Category Archives: hat

free pattern: reversible ribbed hat

Here’s a pattern for the simple ribbed hat I made my husband for Christmas. One size will fit almost any adult because the ribbing is extra stretchy and it’s easy to add stripes and make it look store bought.

yarn: Debbie Bliss merino aran, less than 2 50gram balls of the main color with a small amount of two contrasting color for the stripes
needles: size 6 (4mm) 16″ circular and 6″ double points – I used needles 2 sizes smaller than recommended since ribbing is generally worked with smaller needles
size: 20inches unstretched, stretches to fit heads up to 24 inches
gauge: 10 stitches = 1.75″ unstretched in 2×2 ribbing

body of hat:

  1. cast on 100 stitches with the main color (I used the long-tail cast on)
  2. join in the round careful not to twist the stitches, mark the beginning of the round
  3. knit in 2×2 ribbing for 8 rows
  4. switch to a different color and knit 1 entire round (this makes the color change look neater on the right side)
  5. continuing with the new color, re-establish the 2×2 ribbing and knit 3 more rounds; there should be a total of 4 rounds in the new color
  6. switch back to the main color and knit 1 entire round, then re-establish the 2×2 ribbing and knit 5 more rounds for a total of 6 rounds of the main color
  7. switch to the second contrasting color, knit 1 round, re-establish 2×2 ribbing for 3 additional rounds for a total of 4 rounds in the second stripe
  8. switch back to the main color and knit 1 round, change to 2×2 ribbing and work until hat fits comfortably on the head (about 8 inches)
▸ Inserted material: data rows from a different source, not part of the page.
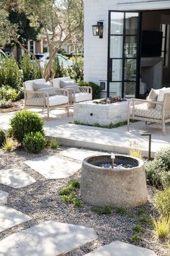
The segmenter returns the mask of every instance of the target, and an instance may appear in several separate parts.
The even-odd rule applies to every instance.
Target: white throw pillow
[[[50,88],[50,86],[47,83],[38,84],[36,82],[32,83],[32,87],[33,87],[34,90],[38,90],[42,89],[42,88]]]
[[[151,92],[149,93],[148,101],[156,101],[159,93],[159,90],[160,89],[155,90],[152,88]]]
[[[53,88],[48,86],[48,88],[41,88],[40,90],[37,90],[37,92],[46,92],[48,93],[49,96],[53,96],[56,95],[57,93],[55,90],[53,89]]]
[[[80,90],[74,80],[60,81],[61,88],[73,89],[75,93],[80,93]]]

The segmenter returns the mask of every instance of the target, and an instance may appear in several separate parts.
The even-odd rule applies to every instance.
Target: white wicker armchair
[[[56,108],[66,108],[68,116],[69,115],[69,93],[67,90],[53,88],[56,95],[49,95],[45,91],[35,91],[33,82],[37,84],[45,84],[44,79],[37,79],[24,82],[24,108],[42,108],[42,111],[47,110],[48,119],[50,109]],[[50,86],[49,86],[50,88]]]
[[[162,131],[166,132],[165,124],[170,122],[170,93],[164,94],[163,101],[130,99],[128,109],[128,131],[130,119],[145,121],[146,124],[158,123]]]
[[[58,77],[51,80],[51,83],[54,88],[61,88],[60,81],[69,82],[70,77]],[[67,88],[70,95],[70,103],[74,103],[77,102],[91,101],[92,100],[92,88],[90,86],[79,86],[79,93],[75,93],[74,90]]]

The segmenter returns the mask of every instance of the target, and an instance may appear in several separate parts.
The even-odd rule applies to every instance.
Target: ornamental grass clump
[[[39,132],[43,137],[44,122],[37,114],[32,111],[22,111],[17,113],[10,121],[12,133],[19,143],[23,142],[24,137],[28,133]]]

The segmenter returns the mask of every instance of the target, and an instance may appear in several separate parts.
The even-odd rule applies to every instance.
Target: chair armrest
[[[143,103],[149,103],[151,105],[153,104],[153,106],[156,105],[160,105],[163,106],[164,102],[163,101],[151,101],[148,100],[142,100],[140,98],[130,98],[130,100],[128,101],[128,105],[130,106],[133,103],[133,105],[138,105],[138,104],[143,104]]]
[[[47,92],[32,92],[24,90],[24,106],[45,106],[49,104],[49,94]],[[37,101],[38,100],[38,101]]]
[[[91,86],[79,86],[81,93],[87,93],[92,94],[92,88]]]
[[[35,95],[36,98],[42,98],[41,95],[43,97],[49,97],[49,94],[47,92],[32,92],[30,90],[24,90],[24,95],[27,96],[29,95]]]
[[[55,90],[57,95],[64,95],[66,96],[69,97],[69,92],[68,89],[58,89],[53,88],[53,90]]]

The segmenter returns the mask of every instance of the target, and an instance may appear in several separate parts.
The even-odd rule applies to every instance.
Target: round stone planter
[[[85,158],[82,163],[81,196],[95,206],[135,208],[147,201],[146,180],[143,161],[124,155],[115,155],[115,163],[130,164],[130,168],[99,167],[111,163],[110,155]]]

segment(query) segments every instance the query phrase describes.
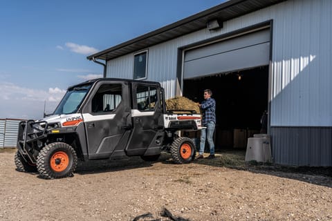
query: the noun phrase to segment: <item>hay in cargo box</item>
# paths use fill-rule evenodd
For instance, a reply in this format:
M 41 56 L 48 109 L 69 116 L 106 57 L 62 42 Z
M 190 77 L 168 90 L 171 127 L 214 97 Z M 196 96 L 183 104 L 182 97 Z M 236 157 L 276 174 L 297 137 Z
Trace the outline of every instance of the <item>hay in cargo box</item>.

crown decreases: place a marker at the beginning of the round, the first two stitches should be knits, switch to double pointed needles when necessary – between round 5 and 7

repeat stitches between * and * until the end of the round, numbered instructions are for each round:

  1. *knit 2, purl2together, knit 2, purl 2*, there should be 87 stitches at the end of the round
  2. *knit 2, purl 1, knit 2, purl 2*
  3. *knit 2, purl 1, knit 2, purl 2*
  4. *knit 2, purl 1, knit 2, purl2together*, there should be 75 stitches at the end of the round
  5. *knit 2, purl 1* there should still be 75 stitches per round
  6. *knit 2, purl 1* there should still be 75 stitches per round
  7. *knit 2, knit a purl and knit together, knit 1*, [50 stitches at end of round]
  8. knit entire round
  9. *knit 2 together, knit 3* [40 stitches at end of round]
  10. *knit 2, knit 2 together* [30 stitches at end of round]
  11. *knit 2 together, knit 1* [20 stitches at end of round]
  12. *knit 2 together* [10 stitches at end of round]
  13. *knit 2 together* [5 stitches remain]

(note that decreases are staggered for the crown so there won’t be any obvious decrease lines – if you like the decrease lines, just line them up!)

Cut or break the yarn leaving a tail at least 10 ” long, thread a darning needle and draw the tail through the remaining 5 stitches to secure them. Weave in ends and enjoy!

The hat was a bit itchy after extended wear (hours) so I washed it with some shampoo and conditioner – it’s much softer now. I really enjoyed working with the Debbie Bliss merino aran yarn – it worked up beautifully on smaller needles than called for and has a nice tight twist which made it easy to knit without looking. I can tell this yarn will hold up wonderfully. With the wide array of colors, this might be my new favorite worsted weight yarn!

cross posted with my new blog


rhiannon’s braided cable hat – a free pattern

I wanted to make something special with the fabulous silk/merino yarn I got at the fingerlakes fiber festival. I didn’t have enough yarn for anything big so I made a hat which is perfect with the supersoft yarn; the braided cable is a variant of one I found in one of the Harmony guides I borrowed from my guild.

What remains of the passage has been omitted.